In the 21st century we have teeny, tiny video cameras. We have easy to use, go anywhere, wireless networking. We have dirt cheap mass storage. This gives us a unique opportunity to see our world in a whole different way. In this edition of the Weekend Watchlist, we check out a few of the unique points of view modern technology has allowed us to share. Forget everything you know about your perception of the world around us. This weekend, we’re mounting cameras on critters!
Curious about that image at the beginning of this article? Good! Curiosity cured the cat. It’s also the first video we’re taking a look at today. That, my friends, is actually a still captured from a camera mounted on a buck while drinking from a forest stream, courtesy of The Deer Channel. And just wait until you see the whole vid!
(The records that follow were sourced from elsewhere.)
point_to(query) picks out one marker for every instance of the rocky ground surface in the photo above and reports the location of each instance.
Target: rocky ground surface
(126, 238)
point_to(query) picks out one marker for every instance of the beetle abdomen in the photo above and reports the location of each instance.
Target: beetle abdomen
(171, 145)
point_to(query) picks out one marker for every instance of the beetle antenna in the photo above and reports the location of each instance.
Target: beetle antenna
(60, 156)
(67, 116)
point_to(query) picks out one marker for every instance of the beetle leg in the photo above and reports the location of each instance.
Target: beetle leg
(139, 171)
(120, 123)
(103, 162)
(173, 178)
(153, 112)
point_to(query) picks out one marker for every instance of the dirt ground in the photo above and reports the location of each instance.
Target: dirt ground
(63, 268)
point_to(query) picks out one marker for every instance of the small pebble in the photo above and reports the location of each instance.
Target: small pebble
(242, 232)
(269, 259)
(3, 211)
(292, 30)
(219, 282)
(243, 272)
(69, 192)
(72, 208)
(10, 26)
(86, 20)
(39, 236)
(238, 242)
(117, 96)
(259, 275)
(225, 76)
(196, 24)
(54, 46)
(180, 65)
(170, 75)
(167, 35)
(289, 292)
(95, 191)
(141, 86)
For a different different view on the great outdoors, we turn to man’s best friend as he goes on a little hike.
Being man’s best friend, it seems like dogs should get a double feature. Here’s a glimpse into every pup’s favorite game.
Now I know what you feline fans are thinking. And you know why we don’t have much footage from kitty’s perspective? Because cats don’t do much more than complain.
.Time to get high! Next we join the BBC as they grab some great footage from cameras mounted on a Golden Eagle as it soars over Scotland.
Let’s get back down to Earth with one of the most ferocious mammals on the planet, the Grizzly Bear. A miniature camera built into a collar was used by the Alaska Department of Fish and Game to better understand the ursine world.
Frist a brief content warning. Bears do eat meat, but they don’t exactly grab a burger from the drive-thru. As such, the following video contains point-of-view scenes of a grizzly bear eating wildlife. The actual animal kill is not shown.
For a longer take on this amazing footage, I encourage you to check out the Alaska Department of Fish and Game’s 13 minute feature, A Bear’s Eye View: A Day in the Life of a Bear. Sadly, I am not allowed to embed that video here.
Finally, we travel under the sea with Biotactic as they strap a camera onto a carp in order to “assess potential problems that various fish species may encounter during fish passage” through the Mannheim Weir Denil fishway on the the Grand River in Ontario.